To finetune AIDO.RNA-1.6B on RNA SS:

  • Set the environment variable for ModelGenerator's data directory: export MGEN_DATA_DIR=~/mgen_data # or any other local directory of your choice

  • Download the preprocessed data (provided as zip file named rna_ss_data.zip) from here. Unzip rna_ss_data.zip inside the directory ${MGEN_DATA_DIR}/modelgenerator/datasets/.

    Alternatively, you can simply run the following script to do this: mkdir -p ${MGEN_DATA_DIR}/modelgenerator/datasets/ wget -P ${MGEN_DATA_DIR}/modelgenerator/datasets/ https://huggingface.co/datasets/genbio-ai/rna-secondary-structure-prediction/resolve/main/rna_ss_data.zip unzip ${MGEN_DATA_DIR}/modelgenerator/datasets/rna_ss_data.zip -d ${MGEN_DATA_DIR}/modelgenerator/datasets/

    You should find two sub-folders containing the preprocessed datasets: 1. bpRNA: ${MGEN_DATA_DIR}/modelgenerator/datasets/rna_ss_data/bpRNA 2. Archive-II: ${MGEN_DATA_DIR}/modelgenerator/datasets/rna_ss_data/archiveII

  • Then run a finetuning job on either dataset as following (Note that here we are using finetuning scheduler. See this tutorial for details):

    1. To train on bpRNA dataset, run the following command: bash rna_secondary_structure_prediction.sh train bpRNA
    2. Alternatively, to finetune on Archive-II datasets (for the inter-family generalization experiment discussed in the paper AIDO.RNA), run the following command: bash rna_secondary_structure_prediction.sh train archiveII_<FamilyName> Here, <FamilyName> is any of the following nine strings (representing different RNA families in Archive-II dataset): 5s, 16s, 23s, grp1, srp, telomerase, RNaseP, tmRNA, tRNA. Note that, following the conventioned using by RiNALMo's code repository, when a <FamilyName> is chosen, it will only be used as the test set and the rest of the families are used for training and validation. One example finetuning run with 5s family: bash rna_secondary_structure_prediction.sh train archiveII_5s Here, the AIDO.RNA-1.6B model will be finetuned using all other splits except archiveII_5s.

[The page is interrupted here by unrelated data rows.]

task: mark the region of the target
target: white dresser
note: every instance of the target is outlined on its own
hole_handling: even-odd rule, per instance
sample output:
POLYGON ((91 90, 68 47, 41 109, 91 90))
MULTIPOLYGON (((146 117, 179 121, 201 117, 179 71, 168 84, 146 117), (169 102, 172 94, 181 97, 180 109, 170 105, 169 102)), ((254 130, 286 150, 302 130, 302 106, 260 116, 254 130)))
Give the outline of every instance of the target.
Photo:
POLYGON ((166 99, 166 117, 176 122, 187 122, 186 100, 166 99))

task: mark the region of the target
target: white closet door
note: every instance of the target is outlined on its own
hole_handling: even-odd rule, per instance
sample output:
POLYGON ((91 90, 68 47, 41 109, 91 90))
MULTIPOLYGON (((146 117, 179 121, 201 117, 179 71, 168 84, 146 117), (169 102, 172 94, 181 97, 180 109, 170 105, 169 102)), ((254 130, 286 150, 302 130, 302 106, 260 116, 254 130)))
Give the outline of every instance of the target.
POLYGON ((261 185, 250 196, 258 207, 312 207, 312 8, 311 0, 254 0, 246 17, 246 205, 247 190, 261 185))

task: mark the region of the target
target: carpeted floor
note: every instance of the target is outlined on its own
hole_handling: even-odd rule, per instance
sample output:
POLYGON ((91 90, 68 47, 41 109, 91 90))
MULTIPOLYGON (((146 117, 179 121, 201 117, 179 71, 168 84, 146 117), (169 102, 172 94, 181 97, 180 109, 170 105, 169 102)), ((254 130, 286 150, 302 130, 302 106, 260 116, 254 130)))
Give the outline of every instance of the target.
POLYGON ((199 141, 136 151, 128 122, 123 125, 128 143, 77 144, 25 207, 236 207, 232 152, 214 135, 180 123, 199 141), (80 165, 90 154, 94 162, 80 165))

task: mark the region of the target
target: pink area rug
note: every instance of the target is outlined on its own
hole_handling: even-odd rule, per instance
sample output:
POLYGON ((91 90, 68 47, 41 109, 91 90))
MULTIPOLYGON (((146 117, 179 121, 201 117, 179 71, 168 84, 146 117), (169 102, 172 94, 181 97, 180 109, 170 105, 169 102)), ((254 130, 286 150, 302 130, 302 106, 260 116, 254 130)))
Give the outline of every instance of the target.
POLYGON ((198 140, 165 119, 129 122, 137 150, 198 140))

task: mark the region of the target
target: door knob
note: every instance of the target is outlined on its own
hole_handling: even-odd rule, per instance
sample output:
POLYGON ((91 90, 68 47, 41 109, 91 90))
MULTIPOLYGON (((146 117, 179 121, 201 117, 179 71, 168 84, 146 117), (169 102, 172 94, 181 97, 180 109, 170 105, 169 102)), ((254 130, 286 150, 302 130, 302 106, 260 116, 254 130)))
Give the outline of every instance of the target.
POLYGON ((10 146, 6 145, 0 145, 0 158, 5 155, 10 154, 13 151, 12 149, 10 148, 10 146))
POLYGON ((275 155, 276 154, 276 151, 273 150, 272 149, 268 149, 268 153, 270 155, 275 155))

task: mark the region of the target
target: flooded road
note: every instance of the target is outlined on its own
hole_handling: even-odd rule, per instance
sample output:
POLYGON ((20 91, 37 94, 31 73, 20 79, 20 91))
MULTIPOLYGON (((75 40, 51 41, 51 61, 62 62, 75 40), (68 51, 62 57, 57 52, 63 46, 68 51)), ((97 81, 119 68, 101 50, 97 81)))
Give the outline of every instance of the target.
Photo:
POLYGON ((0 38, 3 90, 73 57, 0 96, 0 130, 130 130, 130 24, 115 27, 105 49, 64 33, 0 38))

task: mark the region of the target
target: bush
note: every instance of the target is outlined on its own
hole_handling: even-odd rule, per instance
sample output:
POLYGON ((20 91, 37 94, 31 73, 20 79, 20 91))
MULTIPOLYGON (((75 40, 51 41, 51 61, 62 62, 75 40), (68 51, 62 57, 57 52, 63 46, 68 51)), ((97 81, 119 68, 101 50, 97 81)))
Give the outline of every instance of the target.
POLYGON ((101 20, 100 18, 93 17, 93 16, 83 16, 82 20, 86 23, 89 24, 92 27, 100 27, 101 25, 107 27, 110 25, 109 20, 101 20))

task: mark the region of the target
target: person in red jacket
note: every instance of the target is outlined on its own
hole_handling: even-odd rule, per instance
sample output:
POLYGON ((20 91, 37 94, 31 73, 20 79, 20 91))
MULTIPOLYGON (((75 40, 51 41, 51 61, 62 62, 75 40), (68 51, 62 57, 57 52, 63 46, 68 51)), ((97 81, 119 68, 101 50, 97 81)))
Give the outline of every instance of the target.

To test a finetuned checkpoint on RNA SS:

  • Finetune AIDO.RNA-1.6B as discussed above, or download the model.ckpt checkpoint from here.
  • Test the checkpoint on the corresponding dataset as following (replace /path/to/checkpoint with the actual path to the finetuned checkpoint):
    1. To test on bpRNA dataset, run the following command: bash rna_secondary_structure_prediction.sh test bpRNA /path/to/checkpoint
    2. Alternatively, to test on Archive-II datasets, run the following command: bash rna_secondary_structure_prediction.sh test archiveII_<FamilyName> /path/to/checkpoint See the previous section for details on <FamilyName>.

Outputs:

  • The evaluation scores will be printed on the console.